For the fourth consecutive year, “Businessperson” has been cited as the most popular career choice for American teens.
That’s one of the key findings of an annual survey of teenagers on topics such as career expectations and their opinions about the world of business. The study, the 2006 Junior Achievement Worldwide Interprise Poll on Kids and Careers, also revealed that for the first time in the seven-year history of the survey, salary expectations for young women are on a par with those of young men.
Since first being measured in the 2003 poll, male salary expectations for most jobs have tended to exceed earnings anticipated by female teens.

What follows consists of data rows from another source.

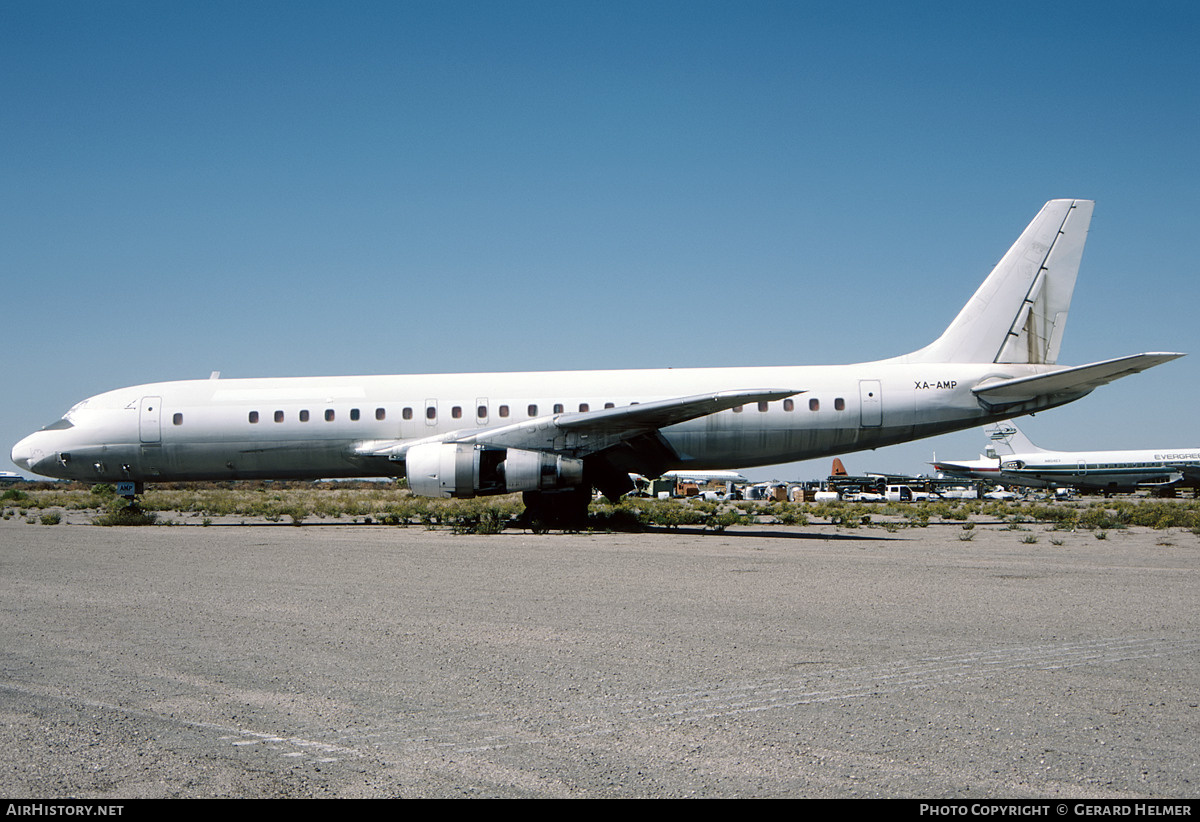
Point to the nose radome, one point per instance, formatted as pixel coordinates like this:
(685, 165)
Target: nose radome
(25, 454)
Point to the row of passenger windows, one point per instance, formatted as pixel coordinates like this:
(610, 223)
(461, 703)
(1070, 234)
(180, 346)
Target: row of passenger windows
(431, 412)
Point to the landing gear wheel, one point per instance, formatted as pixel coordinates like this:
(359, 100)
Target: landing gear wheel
(564, 510)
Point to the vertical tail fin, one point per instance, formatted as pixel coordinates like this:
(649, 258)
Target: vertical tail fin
(1007, 439)
(1019, 312)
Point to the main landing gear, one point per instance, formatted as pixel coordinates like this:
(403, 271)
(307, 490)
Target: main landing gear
(561, 510)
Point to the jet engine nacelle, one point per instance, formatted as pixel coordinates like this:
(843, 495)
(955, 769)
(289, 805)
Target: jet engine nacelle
(465, 471)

However, in this year’s version, the highest earnings expectations for frequently cited careers, such as business, law, entertainment or medicine, are split fairly evenly between genders.
Over the past four years, the top- 10 career selections have remained fairly constant. “Businessperson” has been the most popular career choice overall for the last four years the poll has been conducted; this year it was selected by 8.7 percent.
“Teacher” was the second-highest selection, chosen by 7 percent, moving past “Doctor,” a consistent first or second choice in previous years, which came in third with 6.2 percent, tied with “computer field.”
Another difference in this year’s responses is that female teens appear to be drawn to careers that require more education, and this year they are more confident than males that they can obtain their ideal careers.
The survey showed that just over three-quarters of young women polled-78.2 percent- said they were “definitely” or “pretty sure” they would obtain their ideal job, compared to just over 65 percent of male teens.
Job shadowing is one way teens form their career expectations. Once again this year, JA Worldwide is sponsoring its yearlong Job Shadow initiative, where students venture into the workplace for a day, hosted by adult mentors who teach them about the “world of work.”
JA Worldwide is the world’s largest organization dedicated to educating young people about business, economics and entrepreneurship. Today, it reaches approximately four million students in the United States, plus more than three million students worldwide.